Atomkraft sei unerlässlich, damit Großbritannien klimaneutral werde, heißt es in der Roadmap. Auch sei es wichtig, von Russland unabhängig zu werden. Deshalb will die britische Regierung 300 Millionen Pfund (knapp 350 Millionen Euro) in eine britische Urananreichungsfabrik investieren. Ab spätestens 2030 will sie von Russland kein Uran und keine Brennstäbe mehr beziehen und zusammen mit internationalen Partnern alternative Lieferketten aufbauen.

Dabei setzt die britische Regierung auf High-Assay Low-Enriched Uranium (HALEU). Momentan sei Russland das einzige Land, das HALEU-Brennstäbe in kommerziell tragfähigem Umfang liefern könne. Deren höheres Anreicherungsniveau werde für die nächsten Reaktorgenerationen aber benötigt.
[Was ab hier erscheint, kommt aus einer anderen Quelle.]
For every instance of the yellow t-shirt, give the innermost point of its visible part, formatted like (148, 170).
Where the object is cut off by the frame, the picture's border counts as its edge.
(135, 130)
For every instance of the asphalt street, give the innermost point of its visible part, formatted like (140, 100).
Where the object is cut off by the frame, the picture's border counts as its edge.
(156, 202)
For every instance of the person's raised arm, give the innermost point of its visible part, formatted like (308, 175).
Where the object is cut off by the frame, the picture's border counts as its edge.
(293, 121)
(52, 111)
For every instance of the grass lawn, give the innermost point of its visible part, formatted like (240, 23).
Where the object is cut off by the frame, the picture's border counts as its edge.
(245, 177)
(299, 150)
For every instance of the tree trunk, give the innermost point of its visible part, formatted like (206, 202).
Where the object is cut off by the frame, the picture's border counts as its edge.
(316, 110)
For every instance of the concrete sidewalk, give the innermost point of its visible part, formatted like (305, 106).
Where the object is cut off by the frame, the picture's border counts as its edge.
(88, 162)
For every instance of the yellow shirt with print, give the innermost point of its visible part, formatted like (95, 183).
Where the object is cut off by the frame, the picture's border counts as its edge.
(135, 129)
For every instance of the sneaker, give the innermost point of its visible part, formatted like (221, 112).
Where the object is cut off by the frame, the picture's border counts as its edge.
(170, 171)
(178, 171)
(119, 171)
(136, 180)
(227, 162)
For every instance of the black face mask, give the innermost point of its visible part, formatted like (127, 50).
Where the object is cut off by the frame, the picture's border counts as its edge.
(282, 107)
Ebenfalls bis zum Ende dieses Jahrzehnts soll im Beratungsgremium "Great British Nuclear" eine Entscheidung darüber fallen, in welche Technik für sogenannte Mini-AKW (Small Modular Reactor, SMR) investiert werden soll. Dieser neue AKW-Typ, der bisher noch nirgends gebaut wurde, ist ein Baustein der britischen Atom-Strategie. Neben konventionellen Reaktoren ist in der Roadmap als dritter Baustein von AMR (Advanced Modular Reactors) die Rede.

Momentan sind in Großbritannien neun Reaktoren an fünf Standorten in Betrieb, das letzte neue AKW kam 1995 mit Sizewell B hinzu. Seinerzeit wurden in dem Land 13 GW Strom aus Atomkraft erzeugt. Bereits im April 2022 sprach der damalige Premierminister Boris Johnson davon, die Atomkraftkapazitäten auf 24 GW auszubauen. Auch sollte UK zum "Saudi-Arabien der Windkraft" werden. Mit der aktuellen Roadmap will die britische Regierung der örtlichen Atomindustrie eindeutige Zeichen für die künftige Richtung senden.